The acquisition also enables the company to avoid higher capital expenditures to expand its legacy mills for increased volume growth, which could result in a decline in capex by $100 million to $200 million in 2026 compared with $855 million this year, the firm said.
Truist expects the company to capture at least half of its $60 million synergy target next year from mill productivity, grade optimization, transportation, and integration, with potential upside given the company's execution track record.
The deal could be more than 8% accretive to the company's 2026 earnings and over 15% accretive in 2027 when incremental EBITDA contributions are included, the analysts wrote.

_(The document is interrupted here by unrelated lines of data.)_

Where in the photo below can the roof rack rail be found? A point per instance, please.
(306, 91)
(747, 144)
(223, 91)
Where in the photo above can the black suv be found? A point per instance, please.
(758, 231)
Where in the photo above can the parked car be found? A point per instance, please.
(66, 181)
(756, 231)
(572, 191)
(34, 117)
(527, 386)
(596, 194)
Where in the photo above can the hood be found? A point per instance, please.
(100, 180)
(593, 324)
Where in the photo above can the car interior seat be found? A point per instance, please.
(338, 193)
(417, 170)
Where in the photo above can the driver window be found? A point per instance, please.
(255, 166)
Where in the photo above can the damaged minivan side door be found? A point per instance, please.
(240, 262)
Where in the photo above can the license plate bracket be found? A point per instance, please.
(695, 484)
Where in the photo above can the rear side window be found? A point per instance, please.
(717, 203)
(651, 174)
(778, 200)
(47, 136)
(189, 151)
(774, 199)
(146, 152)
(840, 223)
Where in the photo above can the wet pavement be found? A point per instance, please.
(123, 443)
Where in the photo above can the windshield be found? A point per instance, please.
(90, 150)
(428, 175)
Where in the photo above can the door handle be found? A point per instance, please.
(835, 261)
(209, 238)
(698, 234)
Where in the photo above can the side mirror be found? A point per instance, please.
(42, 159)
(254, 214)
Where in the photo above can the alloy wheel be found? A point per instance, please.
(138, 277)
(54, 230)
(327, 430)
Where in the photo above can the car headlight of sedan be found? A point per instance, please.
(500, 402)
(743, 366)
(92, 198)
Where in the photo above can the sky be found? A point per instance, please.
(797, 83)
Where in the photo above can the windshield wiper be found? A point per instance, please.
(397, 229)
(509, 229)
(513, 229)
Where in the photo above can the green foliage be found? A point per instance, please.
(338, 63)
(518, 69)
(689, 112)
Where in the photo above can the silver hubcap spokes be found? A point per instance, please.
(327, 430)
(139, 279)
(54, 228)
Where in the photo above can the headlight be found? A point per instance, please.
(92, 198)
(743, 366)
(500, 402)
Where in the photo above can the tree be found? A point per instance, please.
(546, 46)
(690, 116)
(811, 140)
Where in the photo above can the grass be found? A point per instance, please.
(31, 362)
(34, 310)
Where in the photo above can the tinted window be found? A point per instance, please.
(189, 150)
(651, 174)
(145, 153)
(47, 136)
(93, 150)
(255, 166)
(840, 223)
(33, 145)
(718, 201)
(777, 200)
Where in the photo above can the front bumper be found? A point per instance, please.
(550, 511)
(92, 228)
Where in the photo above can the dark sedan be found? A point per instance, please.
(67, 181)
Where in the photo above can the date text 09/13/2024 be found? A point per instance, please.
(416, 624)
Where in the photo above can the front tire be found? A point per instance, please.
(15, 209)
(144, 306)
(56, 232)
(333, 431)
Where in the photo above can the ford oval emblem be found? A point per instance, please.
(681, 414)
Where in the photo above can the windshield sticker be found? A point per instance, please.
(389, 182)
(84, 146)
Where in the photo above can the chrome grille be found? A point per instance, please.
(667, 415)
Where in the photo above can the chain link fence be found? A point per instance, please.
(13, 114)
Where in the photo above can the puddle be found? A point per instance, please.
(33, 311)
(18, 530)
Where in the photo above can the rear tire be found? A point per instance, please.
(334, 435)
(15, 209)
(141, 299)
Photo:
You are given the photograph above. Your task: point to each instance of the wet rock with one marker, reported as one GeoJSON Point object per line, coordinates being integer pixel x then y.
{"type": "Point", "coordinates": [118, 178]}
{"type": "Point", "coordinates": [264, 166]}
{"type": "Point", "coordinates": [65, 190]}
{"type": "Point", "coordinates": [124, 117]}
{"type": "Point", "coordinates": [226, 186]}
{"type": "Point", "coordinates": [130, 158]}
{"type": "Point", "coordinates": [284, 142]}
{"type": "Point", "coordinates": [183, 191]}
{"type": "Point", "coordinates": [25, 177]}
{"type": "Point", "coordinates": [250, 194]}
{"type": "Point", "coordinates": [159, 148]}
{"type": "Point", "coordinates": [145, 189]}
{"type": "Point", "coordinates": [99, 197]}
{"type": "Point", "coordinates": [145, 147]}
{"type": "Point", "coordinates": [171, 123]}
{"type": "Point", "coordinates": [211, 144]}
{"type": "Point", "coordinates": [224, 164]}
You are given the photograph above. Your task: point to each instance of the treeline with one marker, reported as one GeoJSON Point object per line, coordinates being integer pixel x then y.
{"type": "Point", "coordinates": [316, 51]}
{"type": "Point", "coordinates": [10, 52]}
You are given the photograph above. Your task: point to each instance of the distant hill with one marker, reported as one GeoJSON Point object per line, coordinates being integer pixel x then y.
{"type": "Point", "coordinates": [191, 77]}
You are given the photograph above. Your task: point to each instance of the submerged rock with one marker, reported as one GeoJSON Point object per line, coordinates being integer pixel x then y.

They added that consensus forecasts for 2026 and 2027 don't yet appear to reflect the acquisition.
Robust cash flow from legacy assets and the Greif acquisition, along with lower capex, positions the company to increase its dividend in the next few quarters, with Truist noting the company's history of sizable raises.
The brokerage said it now expects 2025 EPS of $10.21 from $10.17 earlier and 2026 EPS of $11.50 from $10.85 previously. For 2027, it expects EPS of $12.45 from $11.60 earlier.
Truist reiterated its buy rating on the stock and raised its price target to $262 per share from $238.